Scientists benefit from Young Designer garden
Discover how one of the gardens from the show has found a new lease of life in a science park
A garden created for the Young Designer competition at RHS Flower Show Tatton Park in 2018 has found a new home, providing a much-needed breakout area for employees of a science park.
The materials for Finding [urban] Nature, a silver-medal winning garden designed by Eds Higgins, have been used to create a space for researchers and scientists at BioCity in Nottingham, providing an outdoor area to enjoy during work hours. There's even space for meetings outside too.
“The garden is already being used and enjoyed, so hopefully by the end of spring 2019, it’ll be fully operational,” explains Eds. “There are a few additions still yet to go into the garden, such as a blackboard that can be used for brainstorming ideas in meetings.
“The garden I created at Tatton was inspired by a brownfield site that sits adjacent to the building at BioCity so it’s come full circle. The plants included in the garden are those that you’d expect to find in a brownfield site.”
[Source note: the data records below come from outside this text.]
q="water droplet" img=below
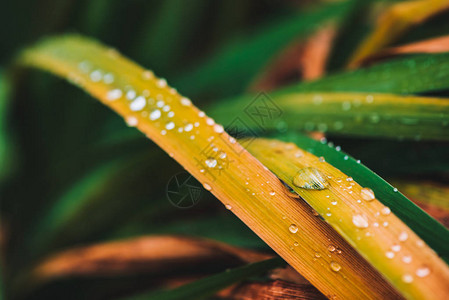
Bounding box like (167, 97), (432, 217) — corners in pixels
(184, 124), (193, 132)
(142, 70), (154, 80)
(165, 122), (175, 130)
(360, 188), (375, 201)
(402, 274), (413, 283)
(90, 70), (103, 82)
(416, 267), (430, 278)
(205, 158), (217, 168)
(402, 255), (412, 264)
(150, 109), (161, 121)
(103, 73), (114, 84)
(203, 183), (212, 191)
(288, 224), (298, 233)
(126, 117), (138, 127)
(106, 89), (123, 101)
(293, 167), (329, 190)
(330, 261), (341, 272)
(181, 97), (192, 106)
(352, 214), (369, 228)
(391, 245), (401, 252)
(380, 206), (391, 216)
(129, 96), (146, 111)
(214, 124), (224, 133)
(399, 231), (408, 242)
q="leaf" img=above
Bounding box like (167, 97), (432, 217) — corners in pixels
(282, 53), (449, 94)
(268, 134), (449, 262)
(247, 139), (449, 299)
(210, 92), (449, 140)
(176, 1), (355, 96)
(348, 0), (449, 68)
(123, 258), (284, 300)
(19, 36), (402, 299)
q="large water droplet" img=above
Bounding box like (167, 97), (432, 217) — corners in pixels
(293, 167), (329, 190)
(360, 188), (375, 201)
(352, 214), (369, 228)
(288, 224), (298, 233)
(330, 261), (341, 272)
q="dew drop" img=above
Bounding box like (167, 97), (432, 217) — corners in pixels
(150, 109), (161, 121)
(360, 188), (375, 201)
(129, 96), (146, 111)
(416, 267), (430, 278)
(391, 245), (401, 252)
(288, 224), (298, 233)
(330, 261), (341, 272)
(214, 124), (224, 133)
(293, 167), (329, 190)
(205, 158), (217, 168)
(352, 214), (369, 228)
(90, 70), (103, 82)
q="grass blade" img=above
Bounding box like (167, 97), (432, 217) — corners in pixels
(270, 134), (449, 262)
(19, 36), (402, 299)
(210, 92), (449, 140)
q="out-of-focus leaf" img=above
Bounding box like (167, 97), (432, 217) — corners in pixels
(270, 134), (449, 262)
(32, 236), (271, 282)
(18, 36), (400, 298)
(175, 1), (354, 96)
(393, 179), (449, 210)
(363, 36), (449, 63)
(348, 0), (449, 68)
(210, 93), (449, 140)
(122, 258), (285, 300)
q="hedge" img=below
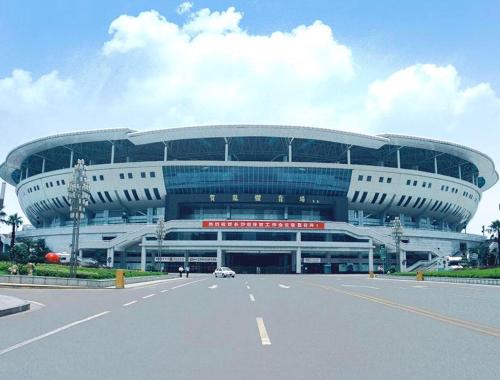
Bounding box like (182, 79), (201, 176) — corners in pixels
(0, 261), (167, 280)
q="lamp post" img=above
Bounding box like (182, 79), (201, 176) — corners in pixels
(392, 217), (404, 270)
(154, 218), (167, 270)
(68, 160), (90, 277)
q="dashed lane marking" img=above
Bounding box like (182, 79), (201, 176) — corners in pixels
(0, 310), (111, 356)
(256, 317), (271, 346)
(172, 278), (208, 289)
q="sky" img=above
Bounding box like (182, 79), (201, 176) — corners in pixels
(0, 0), (500, 233)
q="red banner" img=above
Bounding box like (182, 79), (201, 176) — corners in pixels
(202, 220), (325, 230)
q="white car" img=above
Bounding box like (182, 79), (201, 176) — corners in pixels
(214, 267), (236, 278)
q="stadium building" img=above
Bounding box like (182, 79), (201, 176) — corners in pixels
(0, 125), (498, 273)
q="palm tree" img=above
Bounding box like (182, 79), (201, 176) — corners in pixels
(5, 213), (23, 256)
(489, 219), (500, 265)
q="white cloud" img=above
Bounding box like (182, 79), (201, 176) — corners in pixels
(0, 8), (500, 235)
(176, 1), (193, 15)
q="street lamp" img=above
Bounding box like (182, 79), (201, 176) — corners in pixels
(392, 217), (404, 270)
(68, 160), (90, 277)
(154, 218), (167, 270)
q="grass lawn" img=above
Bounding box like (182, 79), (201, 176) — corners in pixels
(395, 267), (500, 278)
(0, 261), (167, 280)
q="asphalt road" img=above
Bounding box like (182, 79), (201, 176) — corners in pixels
(0, 275), (500, 380)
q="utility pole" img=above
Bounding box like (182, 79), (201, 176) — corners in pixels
(392, 217), (404, 271)
(68, 160), (90, 277)
(153, 218), (167, 271)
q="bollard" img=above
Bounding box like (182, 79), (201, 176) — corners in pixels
(115, 269), (125, 289)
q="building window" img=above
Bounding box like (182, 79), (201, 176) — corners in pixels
(352, 191), (359, 203)
(153, 187), (161, 200)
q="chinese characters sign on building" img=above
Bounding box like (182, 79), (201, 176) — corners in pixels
(202, 220), (325, 230)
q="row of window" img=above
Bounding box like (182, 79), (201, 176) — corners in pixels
(120, 172), (156, 179)
(358, 175), (392, 183)
(406, 179), (432, 189)
(90, 187), (161, 204)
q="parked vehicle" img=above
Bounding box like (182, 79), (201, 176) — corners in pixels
(214, 267), (236, 278)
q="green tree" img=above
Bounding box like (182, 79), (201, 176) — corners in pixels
(5, 213), (23, 258)
(489, 219), (500, 265)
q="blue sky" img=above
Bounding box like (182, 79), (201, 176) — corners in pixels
(0, 0), (500, 232)
(0, 0), (500, 90)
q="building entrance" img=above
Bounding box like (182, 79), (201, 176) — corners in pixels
(225, 252), (292, 274)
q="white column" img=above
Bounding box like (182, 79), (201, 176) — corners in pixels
(106, 247), (115, 268)
(295, 247), (302, 273)
(141, 241), (147, 272)
(399, 249), (406, 272)
(217, 247), (222, 268)
(368, 248), (373, 273)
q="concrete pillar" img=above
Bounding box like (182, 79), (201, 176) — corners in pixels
(224, 137), (229, 161)
(295, 247), (302, 273)
(106, 247), (115, 268)
(141, 240), (147, 272)
(399, 249), (406, 272)
(368, 248), (373, 273)
(217, 247), (222, 268)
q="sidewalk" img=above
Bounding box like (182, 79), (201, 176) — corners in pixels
(0, 294), (30, 317)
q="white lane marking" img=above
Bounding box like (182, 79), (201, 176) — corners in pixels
(256, 317), (271, 346)
(172, 278), (208, 289)
(0, 310), (111, 356)
(26, 300), (47, 307)
(341, 284), (380, 290)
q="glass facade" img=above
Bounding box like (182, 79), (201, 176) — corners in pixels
(163, 166), (352, 196)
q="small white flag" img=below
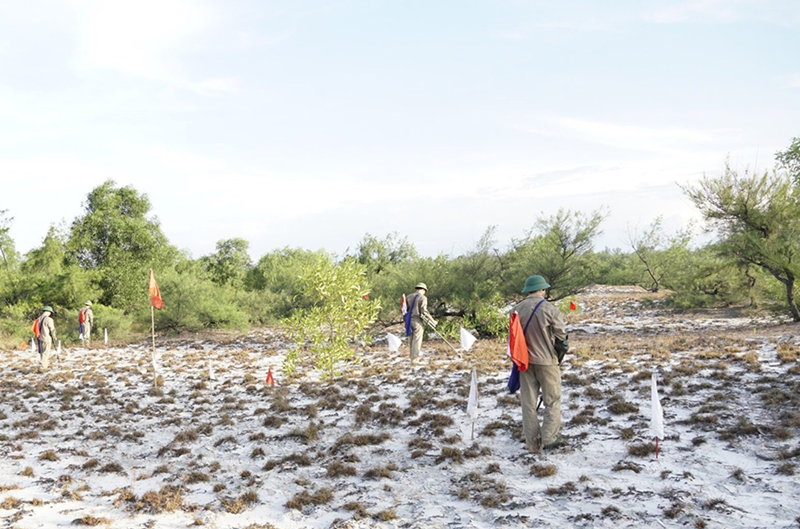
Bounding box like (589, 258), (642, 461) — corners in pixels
(650, 371), (664, 439)
(386, 333), (403, 353)
(467, 367), (478, 422)
(461, 327), (478, 351)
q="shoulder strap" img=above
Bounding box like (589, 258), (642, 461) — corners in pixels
(408, 294), (419, 314)
(522, 300), (544, 334)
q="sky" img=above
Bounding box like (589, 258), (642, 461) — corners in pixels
(0, 0), (800, 258)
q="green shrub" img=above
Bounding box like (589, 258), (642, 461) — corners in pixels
(283, 260), (380, 378)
Claire Russell, Marketing and Communications Coordinator at BioCity, said: “It’s important that BioCity has outdoor break-out spaces on site and Eds’ unique design is ideal for our grounds. It is also fantastic that we are able to preserve our own piece of the Island site, particularly with an award-winning garden.”
Eds' design was part of the 10th anniversary of the Young Designer competition at RHS Flower Show Tatton Park in 2018, where he competed against four other designers in a bid to take the title. The level of competition was strong and it was designer Will Williams who took the Young Designer crown in 2018 with his creation, At One.